As Daniela Gonzalez sits under her awning, surrounded by tall pot plants and two wind chimes tinkling in the breeze, you cannot wipe the smile off her face.
Daniela was one of the first people to move into a makeshift village of recovery pods set up to house people left homeless by the floods in the NSW Northern Rivers.
It is a long way from the uncertainty she had faced since the floods ruined the caravan she was living in at a South Lismore caravan park.
After the flood receded, Daniela spent time at a neighbour's house, then with a friend.
Eventually she moved back into her sodden, unusable caravan, sleeping in a swag.
"I had to gut it because it started to smell, the food was rotting, the clothes, it was horrendous," she said.
"I just didn't know what I was going to do, where I was going to go, it was getting cold and I was miserable."
Daniela received a text message from Service NSW to see if she was interested in a pod (a single room unit similar to a donga) on a Thursday. She had a viewing the following Monday and was thrilled to move in that night.
Daniela was given 12 months' accommodation in her pod.
"For one year I know, OK, I can drive down if I want to fix [my caravan] or if I have to get rid of it or whatever I'm going to do, but I'm stable for a year and I don't have to be going anywhere," she said.
Villages in the making
At the Wollongbar sports fields, about 20 minutes from Lismore, one row of pods is open and inhabited.
The pods, provided by the Minderoo Foundation, look like shipping containers that have been converted into living spaces with kitchens, bathrooms and washing machines.
They were developed after the Black Summer bushfires and sleep up to four people.
Larger demountable buildings will be installed for bigger families, and mobile homes sit just down the hill for people needing shorter stays.
About 10 people have moved into the pods so far but the site, which is still under construction, is expected to house about 220 people when complete.
North Coast Community Housing (NCCH), an established affordable housing provider, is overseeing the site and its tenants.
Extra services are being provided, including a security presence and support workers and case workers to assist the tenants to recover.
"Housing is the easy part. The difficult part and most important part is meeting people where they're at," said NCCH chief executive John McKenna.
The state government said it will establish about 800 more pods at eight other locations in the coming weeks.
Work has started at Pottsville North in the Tweed Shire, while other sites have been selected at Wardell, Evans Head, Lindendale, Lismore and Woodburn.
The temporary villages could remain in place for up to two years, depending on need, before being dismantled and the sites rehabilitated.
Not just a house but a home
Daniela said NCCH encouraged her to bring plants and the few items she salvaged from her caravan to make her pod more homely.
"It's lovely," she laughed.
"I know that sounds really cliché but it's not, it's really lovely.

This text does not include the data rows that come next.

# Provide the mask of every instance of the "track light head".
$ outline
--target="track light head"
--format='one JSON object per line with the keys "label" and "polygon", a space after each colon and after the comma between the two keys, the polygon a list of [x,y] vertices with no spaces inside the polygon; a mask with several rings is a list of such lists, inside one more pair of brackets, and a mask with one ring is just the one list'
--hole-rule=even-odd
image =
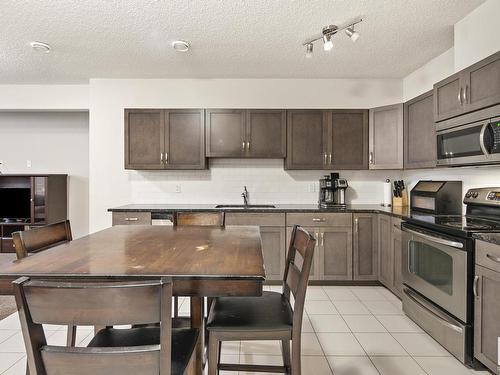
{"label": "track light head", "polygon": [[353,42],[355,42],[359,38],[359,33],[357,31],[354,31],[354,25],[345,29],[345,33],[349,38],[351,38]]}
{"label": "track light head", "polygon": [[323,35],[323,49],[325,51],[330,51],[333,48],[332,36]]}
{"label": "track light head", "polygon": [[312,43],[306,44],[306,58],[310,59],[313,56],[313,47]]}

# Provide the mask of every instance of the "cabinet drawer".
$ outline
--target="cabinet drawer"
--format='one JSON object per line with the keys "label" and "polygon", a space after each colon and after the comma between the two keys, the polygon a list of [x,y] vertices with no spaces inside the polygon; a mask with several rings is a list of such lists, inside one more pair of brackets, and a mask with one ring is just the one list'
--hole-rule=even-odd
{"label": "cabinet drawer", "polygon": [[151,225],[151,212],[113,212],[113,225]]}
{"label": "cabinet drawer", "polygon": [[280,213],[227,213],[226,225],[259,225],[261,227],[285,226],[285,214]]}
{"label": "cabinet drawer", "polygon": [[290,213],[286,214],[286,225],[301,226],[351,226],[352,214],[348,213]]}
{"label": "cabinet drawer", "polygon": [[500,245],[476,240],[476,264],[500,272]]}

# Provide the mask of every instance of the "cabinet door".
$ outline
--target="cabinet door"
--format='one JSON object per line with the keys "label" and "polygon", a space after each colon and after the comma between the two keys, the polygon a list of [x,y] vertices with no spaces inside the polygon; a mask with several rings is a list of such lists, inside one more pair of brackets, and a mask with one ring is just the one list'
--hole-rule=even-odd
{"label": "cabinet door", "polygon": [[466,112],[500,103],[500,52],[465,69],[461,78]]}
{"label": "cabinet door", "polygon": [[435,167],[436,125],[434,123],[432,91],[406,102],[404,117],[405,169]]}
{"label": "cabinet door", "polygon": [[370,110],[370,169],[403,168],[403,104]]}
{"label": "cabinet door", "polygon": [[324,227],[320,231],[321,280],[352,280],[352,227]]}
{"label": "cabinet door", "polygon": [[354,214],[354,280],[378,279],[378,216]]}
{"label": "cabinet door", "polygon": [[329,120],[332,128],[331,167],[368,169],[368,111],[333,110],[329,113]]}
{"label": "cabinet door", "polygon": [[165,168],[205,168],[205,120],[202,109],[165,111]]}
{"label": "cabinet door", "polygon": [[266,281],[283,279],[285,271],[285,227],[260,227]]}
{"label": "cabinet door", "polygon": [[401,298],[403,296],[403,275],[402,275],[402,235],[401,220],[392,218],[391,220],[391,243],[394,259],[394,292]]}
{"label": "cabinet door", "polygon": [[434,85],[434,121],[442,121],[464,112],[460,73]]}
{"label": "cabinet door", "polygon": [[247,156],[284,158],[286,112],[279,109],[248,109],[246,112]]}
{"label": "cabinet door", "polygon": [[[320,280],[319,276],[319,262],[318,259],[320,257],[320,249],[319,249],[319,238],[320,238],[320,229],[319,228],[314,228],[314,227],[303,227],[306,231],[311,233],[314,238],[316,238],[316,245],[314,247],[314,256],[313,256],[313,261],[311,264],[311,272],[309,274],[309,280]],[[286,251],[287,251],[287,256],[288,256],[288,249],[290,248],[290,239],[292,236],[292,227],[287,227],[286,228]],[[299,256],[298,259],[295,261],[297,267],[299,269],[302,267],[302,259]]]}
{"label": "cabinet door", "polygon": [[245,154],[245,110],[207,109],[208,157],[241,157]]}
{"label": "cabinet door", "polygon": [[328,169],[328,126],[321,110],[287,111],[287,169]]}
{"label": "cabinet door", "polygon": [[500,273],[475,266],[474,357],[496,373],[500,337]]}
{"label": "cabinet door", "polygon": [[163,111],[125,110],[125,169],[163,169]]}
{"label": "cabinet door", "polygon": [[391,218],[378,216],[378,279],[388,288],[394,285],[394,252],[391,244]]}

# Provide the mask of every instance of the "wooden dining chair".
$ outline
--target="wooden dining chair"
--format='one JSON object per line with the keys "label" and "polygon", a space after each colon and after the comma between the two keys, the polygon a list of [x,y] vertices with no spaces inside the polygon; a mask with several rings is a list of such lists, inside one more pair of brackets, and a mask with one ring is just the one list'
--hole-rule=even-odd
{"label": "wooden dining chair", "polygon": [[17,259],[27,257],[73,239],[69,220],[12,233]]}
{"label": "wooden dining chair", "polygon": [[[209,226],[224,227],[225,212],[177,212],[174,216],[174,226]],[[210,309],[212,299],[207,299],[207,310]],[[179,298],[174,297],[174,318],[179,318]],[[190,321],[178,319],[174,324],[183,326],[191,324]]]}
{"label": "wooden dining chair", "polygon": [[[304,229],[293,228],[282,293],[265,291],[261,297],[215,299],[207,322],[208,375],[219,370],[300,375],[302,315],[315,243]],[[220,363],[222,342],[240,340],[281,340],[283,366]]]}
{"label": "wooden dining chair", "polygon": [[[14,281],[32,375],[192,374],[197,329],[172,330],[172,281]],[[153,323],[159,323],[154,325]],[[42,324],[106,326],[87,347],[47,345]],[[113,328],[138,324],[140,328]],[[148,325],[151,324],[151,325]]]}

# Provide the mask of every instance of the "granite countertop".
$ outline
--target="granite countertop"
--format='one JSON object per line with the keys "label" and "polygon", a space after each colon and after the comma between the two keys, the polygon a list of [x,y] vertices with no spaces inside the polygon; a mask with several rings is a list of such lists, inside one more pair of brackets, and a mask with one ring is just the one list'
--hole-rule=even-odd
{"label": "granite countertop", "polygon": [[316,204],[276,204],[273,208],[217,208],[216,204],[127,204],[109,208],[110,212],[176,212],[176,211],[225,211],[225,212],[368,212],[383,213],[405,219],[409,207],[384,207],[377,204],[349,204],[346,208],[320,208]]}
{"label": "granite countertop", "polygon": [[474,237],[476,240],[500,245],[500,233],[474,233],[472,237]]}

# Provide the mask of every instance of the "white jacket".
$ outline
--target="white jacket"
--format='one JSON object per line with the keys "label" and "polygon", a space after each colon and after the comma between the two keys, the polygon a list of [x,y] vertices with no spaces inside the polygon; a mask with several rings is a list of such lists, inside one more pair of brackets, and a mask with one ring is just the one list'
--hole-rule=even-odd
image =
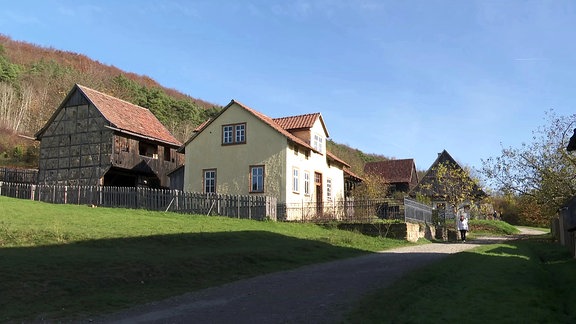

Mr McKenna said NCCH was planning to introduce classes and activities for the tenants as well.
"We can talk to people, find out what they were doing before the floods, and then look at whether we can connect them back in to doing some of those activities in the village," he said.
"Helping them get back to as close to what normal was before the flood."
Daniela said she had spent hours talking to her new neighbours in the nearby pods and valued the sense of community.
"That's what I liked about the caravan park, it wasn't isolated – and that's what I like about here, too, they're all really friendly," she said.
Daniela said she hoped 12 months in her pod would bring her some financial security and time to find a new home but, despite the difficulty she faced in the floods, she remained committed to the Northern Rivers.
"There's something here that's like nowhere else, so I think I would definitely find something here, somewhere it doesn't flood," she said, laughing.